I think you're going to run into trouble with this argument until you're anle to effectively address Datwin/natural selection as a widely contributing cause of the human traits you attribute solely to capitalists! Your theory isn't off, I think it's just incomplete.

Christopher R. Cox said...

Hey Dean. Yeah, you are right. I decided not to completely go down that road yet, because it is quite a can o' worms. :) I'm also just getting familiar with this whole capitalism as world-ecology discourse. However, I'm not really arguing - or at least I didn't intend to - that capitalists are all to blame. I am more saying that the capitalist system itself is what has to be taken to task. Everyone is a capitalist when we are all living under the tyranny of the capitalistic framework of knowledge.
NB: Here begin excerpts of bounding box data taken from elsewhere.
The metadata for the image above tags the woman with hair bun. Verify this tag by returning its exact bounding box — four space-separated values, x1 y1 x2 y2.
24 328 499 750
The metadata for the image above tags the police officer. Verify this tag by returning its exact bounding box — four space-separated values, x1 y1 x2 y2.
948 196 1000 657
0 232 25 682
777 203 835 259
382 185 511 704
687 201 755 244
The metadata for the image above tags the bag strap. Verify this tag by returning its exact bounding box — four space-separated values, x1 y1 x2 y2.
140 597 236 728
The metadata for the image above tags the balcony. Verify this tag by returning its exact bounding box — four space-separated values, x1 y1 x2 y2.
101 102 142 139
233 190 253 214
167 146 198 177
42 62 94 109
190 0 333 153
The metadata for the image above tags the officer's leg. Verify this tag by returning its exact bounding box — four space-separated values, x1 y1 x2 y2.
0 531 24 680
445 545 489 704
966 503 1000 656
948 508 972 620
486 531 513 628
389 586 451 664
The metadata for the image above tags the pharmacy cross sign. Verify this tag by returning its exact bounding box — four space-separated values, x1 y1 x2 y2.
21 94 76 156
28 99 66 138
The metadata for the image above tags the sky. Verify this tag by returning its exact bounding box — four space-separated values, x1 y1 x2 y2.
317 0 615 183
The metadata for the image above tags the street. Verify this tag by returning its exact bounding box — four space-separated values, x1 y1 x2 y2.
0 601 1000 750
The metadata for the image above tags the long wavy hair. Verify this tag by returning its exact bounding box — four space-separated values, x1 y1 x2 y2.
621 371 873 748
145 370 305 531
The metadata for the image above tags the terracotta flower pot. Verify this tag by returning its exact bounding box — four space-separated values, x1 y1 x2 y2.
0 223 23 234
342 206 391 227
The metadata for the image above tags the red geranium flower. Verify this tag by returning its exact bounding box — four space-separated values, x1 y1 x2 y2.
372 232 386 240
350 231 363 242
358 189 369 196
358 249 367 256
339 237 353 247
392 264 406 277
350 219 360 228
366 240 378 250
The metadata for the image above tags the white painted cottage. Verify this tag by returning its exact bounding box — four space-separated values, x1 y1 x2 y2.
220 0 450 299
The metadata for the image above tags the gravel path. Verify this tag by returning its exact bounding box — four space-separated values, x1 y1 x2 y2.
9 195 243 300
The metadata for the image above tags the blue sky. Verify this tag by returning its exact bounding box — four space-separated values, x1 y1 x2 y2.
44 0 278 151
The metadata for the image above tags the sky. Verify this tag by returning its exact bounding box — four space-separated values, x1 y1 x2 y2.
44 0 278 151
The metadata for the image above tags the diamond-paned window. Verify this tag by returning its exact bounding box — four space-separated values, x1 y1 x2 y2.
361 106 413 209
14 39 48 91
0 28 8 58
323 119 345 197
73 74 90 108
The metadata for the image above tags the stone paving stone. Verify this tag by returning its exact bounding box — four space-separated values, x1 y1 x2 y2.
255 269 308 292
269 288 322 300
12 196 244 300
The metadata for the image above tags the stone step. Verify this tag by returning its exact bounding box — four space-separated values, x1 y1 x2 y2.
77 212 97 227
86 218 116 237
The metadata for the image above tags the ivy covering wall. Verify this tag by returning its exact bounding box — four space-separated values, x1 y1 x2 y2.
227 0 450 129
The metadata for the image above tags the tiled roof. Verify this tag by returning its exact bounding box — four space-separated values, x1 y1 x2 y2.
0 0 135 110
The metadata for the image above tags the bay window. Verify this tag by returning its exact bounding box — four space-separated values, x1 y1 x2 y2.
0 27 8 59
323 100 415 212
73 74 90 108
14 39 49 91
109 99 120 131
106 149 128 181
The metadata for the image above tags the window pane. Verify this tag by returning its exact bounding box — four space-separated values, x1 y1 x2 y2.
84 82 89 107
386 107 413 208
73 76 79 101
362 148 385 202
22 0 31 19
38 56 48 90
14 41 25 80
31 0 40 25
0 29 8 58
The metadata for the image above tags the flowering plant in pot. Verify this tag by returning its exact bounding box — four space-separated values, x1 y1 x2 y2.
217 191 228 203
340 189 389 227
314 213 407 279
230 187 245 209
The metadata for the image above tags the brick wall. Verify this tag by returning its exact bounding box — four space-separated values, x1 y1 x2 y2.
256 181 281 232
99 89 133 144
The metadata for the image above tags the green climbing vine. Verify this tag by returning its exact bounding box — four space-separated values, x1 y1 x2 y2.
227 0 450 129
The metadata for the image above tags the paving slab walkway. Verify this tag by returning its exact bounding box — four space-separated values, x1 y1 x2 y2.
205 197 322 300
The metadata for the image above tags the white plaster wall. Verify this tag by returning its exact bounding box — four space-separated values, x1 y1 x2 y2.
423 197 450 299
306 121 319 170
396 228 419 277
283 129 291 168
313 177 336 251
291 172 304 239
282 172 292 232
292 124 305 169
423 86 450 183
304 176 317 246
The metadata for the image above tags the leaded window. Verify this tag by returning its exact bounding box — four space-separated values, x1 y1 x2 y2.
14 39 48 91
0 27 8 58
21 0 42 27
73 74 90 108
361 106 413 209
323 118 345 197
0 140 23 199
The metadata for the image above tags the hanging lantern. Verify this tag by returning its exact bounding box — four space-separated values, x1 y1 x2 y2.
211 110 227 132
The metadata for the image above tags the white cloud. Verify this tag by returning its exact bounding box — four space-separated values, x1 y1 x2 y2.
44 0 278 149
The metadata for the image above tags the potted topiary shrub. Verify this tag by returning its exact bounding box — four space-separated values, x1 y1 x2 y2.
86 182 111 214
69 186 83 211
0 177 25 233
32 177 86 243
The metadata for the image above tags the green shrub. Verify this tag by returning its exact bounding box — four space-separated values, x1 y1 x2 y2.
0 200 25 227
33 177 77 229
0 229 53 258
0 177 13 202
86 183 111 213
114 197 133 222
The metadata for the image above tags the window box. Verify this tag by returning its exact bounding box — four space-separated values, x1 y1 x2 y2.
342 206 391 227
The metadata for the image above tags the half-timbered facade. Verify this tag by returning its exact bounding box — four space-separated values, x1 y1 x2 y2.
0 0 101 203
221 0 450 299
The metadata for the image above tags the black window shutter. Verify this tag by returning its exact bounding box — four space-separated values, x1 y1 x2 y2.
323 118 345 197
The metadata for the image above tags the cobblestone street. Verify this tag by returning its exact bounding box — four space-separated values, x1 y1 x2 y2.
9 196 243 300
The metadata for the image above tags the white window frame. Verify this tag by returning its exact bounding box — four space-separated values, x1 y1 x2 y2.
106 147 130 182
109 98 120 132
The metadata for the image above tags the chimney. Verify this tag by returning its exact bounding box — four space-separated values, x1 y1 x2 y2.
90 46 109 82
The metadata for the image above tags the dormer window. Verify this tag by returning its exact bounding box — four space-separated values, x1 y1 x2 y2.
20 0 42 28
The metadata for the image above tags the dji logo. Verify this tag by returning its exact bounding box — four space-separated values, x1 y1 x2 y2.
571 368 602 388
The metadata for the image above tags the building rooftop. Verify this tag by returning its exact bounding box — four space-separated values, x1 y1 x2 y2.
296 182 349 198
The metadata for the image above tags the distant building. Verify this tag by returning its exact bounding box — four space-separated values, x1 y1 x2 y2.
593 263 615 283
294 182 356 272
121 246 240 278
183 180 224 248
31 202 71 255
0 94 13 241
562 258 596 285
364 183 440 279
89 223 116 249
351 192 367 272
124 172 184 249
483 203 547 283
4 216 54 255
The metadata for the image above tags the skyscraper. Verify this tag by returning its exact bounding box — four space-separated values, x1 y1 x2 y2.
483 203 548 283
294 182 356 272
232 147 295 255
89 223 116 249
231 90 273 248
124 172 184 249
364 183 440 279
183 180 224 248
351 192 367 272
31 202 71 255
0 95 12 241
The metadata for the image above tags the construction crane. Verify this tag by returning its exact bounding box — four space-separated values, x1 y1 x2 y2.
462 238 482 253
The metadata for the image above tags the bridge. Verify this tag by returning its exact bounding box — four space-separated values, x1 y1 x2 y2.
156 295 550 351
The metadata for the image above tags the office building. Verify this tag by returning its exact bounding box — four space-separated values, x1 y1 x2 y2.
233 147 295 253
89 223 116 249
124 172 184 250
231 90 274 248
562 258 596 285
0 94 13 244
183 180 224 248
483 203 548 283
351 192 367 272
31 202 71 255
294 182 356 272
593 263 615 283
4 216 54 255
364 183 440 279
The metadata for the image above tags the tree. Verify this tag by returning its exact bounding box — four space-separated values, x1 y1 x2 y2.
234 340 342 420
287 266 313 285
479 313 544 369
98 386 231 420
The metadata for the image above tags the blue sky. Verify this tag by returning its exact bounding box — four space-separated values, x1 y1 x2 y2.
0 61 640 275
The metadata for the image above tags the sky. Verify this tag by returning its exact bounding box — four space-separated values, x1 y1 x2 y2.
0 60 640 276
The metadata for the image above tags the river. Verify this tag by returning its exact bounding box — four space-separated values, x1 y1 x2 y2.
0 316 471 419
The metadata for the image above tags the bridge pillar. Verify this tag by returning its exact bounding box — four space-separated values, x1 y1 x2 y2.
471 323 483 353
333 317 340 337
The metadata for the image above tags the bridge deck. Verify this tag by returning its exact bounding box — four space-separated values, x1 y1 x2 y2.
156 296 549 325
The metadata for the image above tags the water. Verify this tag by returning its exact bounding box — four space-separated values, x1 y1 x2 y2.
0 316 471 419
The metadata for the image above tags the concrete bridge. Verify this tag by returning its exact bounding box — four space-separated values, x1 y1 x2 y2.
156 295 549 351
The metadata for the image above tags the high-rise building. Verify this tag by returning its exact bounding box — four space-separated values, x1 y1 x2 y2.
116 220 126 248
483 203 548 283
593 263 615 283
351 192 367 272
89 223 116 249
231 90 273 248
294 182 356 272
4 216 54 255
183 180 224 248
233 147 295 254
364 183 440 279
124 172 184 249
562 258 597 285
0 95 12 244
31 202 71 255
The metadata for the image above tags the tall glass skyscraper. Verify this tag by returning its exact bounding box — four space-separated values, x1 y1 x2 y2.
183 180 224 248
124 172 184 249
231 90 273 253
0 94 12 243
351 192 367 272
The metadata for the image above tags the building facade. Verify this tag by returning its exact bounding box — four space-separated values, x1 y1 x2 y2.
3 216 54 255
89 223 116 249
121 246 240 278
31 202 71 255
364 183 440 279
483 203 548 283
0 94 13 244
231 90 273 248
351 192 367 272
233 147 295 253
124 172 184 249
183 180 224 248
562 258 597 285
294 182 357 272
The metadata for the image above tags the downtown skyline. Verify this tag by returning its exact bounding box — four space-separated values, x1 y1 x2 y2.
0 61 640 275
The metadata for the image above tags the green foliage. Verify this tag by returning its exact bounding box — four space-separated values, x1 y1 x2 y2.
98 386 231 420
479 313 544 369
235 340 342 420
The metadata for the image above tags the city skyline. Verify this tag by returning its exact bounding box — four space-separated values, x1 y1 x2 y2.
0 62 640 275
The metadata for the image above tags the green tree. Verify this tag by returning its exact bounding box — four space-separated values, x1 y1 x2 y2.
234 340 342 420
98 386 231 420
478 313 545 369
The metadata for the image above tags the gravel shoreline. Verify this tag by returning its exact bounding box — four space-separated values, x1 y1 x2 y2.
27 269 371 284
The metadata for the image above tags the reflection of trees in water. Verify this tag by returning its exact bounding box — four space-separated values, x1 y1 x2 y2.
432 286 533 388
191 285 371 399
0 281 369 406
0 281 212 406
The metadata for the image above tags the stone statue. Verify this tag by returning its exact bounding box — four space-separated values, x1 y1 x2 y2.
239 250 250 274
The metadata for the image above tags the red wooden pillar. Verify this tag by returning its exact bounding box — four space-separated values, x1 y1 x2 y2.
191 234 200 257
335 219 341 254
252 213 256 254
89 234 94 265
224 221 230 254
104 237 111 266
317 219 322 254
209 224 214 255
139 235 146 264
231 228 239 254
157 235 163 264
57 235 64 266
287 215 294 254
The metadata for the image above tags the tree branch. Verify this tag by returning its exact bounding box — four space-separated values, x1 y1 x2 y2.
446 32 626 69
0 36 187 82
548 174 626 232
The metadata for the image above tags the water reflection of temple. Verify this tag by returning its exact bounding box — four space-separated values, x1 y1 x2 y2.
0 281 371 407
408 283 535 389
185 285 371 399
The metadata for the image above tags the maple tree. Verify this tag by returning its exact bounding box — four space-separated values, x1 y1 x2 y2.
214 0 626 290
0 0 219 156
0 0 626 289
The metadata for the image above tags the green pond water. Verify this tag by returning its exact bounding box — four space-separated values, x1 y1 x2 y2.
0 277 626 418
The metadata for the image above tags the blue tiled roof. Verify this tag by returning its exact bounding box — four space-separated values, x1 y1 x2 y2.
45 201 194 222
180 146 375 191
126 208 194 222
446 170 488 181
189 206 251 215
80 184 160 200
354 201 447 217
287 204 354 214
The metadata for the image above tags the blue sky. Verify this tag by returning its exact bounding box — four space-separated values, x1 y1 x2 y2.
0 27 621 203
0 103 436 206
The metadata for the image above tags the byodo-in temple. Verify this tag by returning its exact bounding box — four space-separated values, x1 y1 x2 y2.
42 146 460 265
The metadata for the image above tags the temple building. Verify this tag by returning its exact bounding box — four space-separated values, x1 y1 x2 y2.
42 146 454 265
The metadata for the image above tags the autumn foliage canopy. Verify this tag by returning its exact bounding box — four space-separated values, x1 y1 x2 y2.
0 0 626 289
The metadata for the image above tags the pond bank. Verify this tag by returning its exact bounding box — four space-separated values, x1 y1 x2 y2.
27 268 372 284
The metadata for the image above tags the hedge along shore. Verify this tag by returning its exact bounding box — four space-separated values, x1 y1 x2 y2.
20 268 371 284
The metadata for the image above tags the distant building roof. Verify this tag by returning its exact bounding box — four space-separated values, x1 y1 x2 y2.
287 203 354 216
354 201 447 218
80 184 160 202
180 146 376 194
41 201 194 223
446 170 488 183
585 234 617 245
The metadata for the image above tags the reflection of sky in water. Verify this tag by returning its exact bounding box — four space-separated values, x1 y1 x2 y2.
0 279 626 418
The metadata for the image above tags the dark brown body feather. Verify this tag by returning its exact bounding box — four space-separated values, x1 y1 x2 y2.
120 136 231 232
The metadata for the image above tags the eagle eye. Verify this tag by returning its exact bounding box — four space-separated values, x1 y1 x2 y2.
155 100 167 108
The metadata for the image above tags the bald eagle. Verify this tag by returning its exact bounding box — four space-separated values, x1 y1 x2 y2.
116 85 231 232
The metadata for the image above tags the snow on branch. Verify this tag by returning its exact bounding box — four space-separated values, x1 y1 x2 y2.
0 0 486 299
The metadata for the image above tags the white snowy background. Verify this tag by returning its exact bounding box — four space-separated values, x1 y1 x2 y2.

As for Darwin, one of the biggest things nobody knows is how much of an influence Darwin was on Marx, and even more so on Engels. Darwin's early writing, ultimately leading toward the Origin writings, actually dealt heavily with the effect of man on the health of the soil! Also Justus von Liebig. I don't actually think that Darwin's theory of natural selection goes against what I'm saying. The way natural selection happens is not un-reflective of the way in which species live on the planet. What separates us from many of our other animal relatives is that we have the ability to change our behavior to go against the natural grain if we must.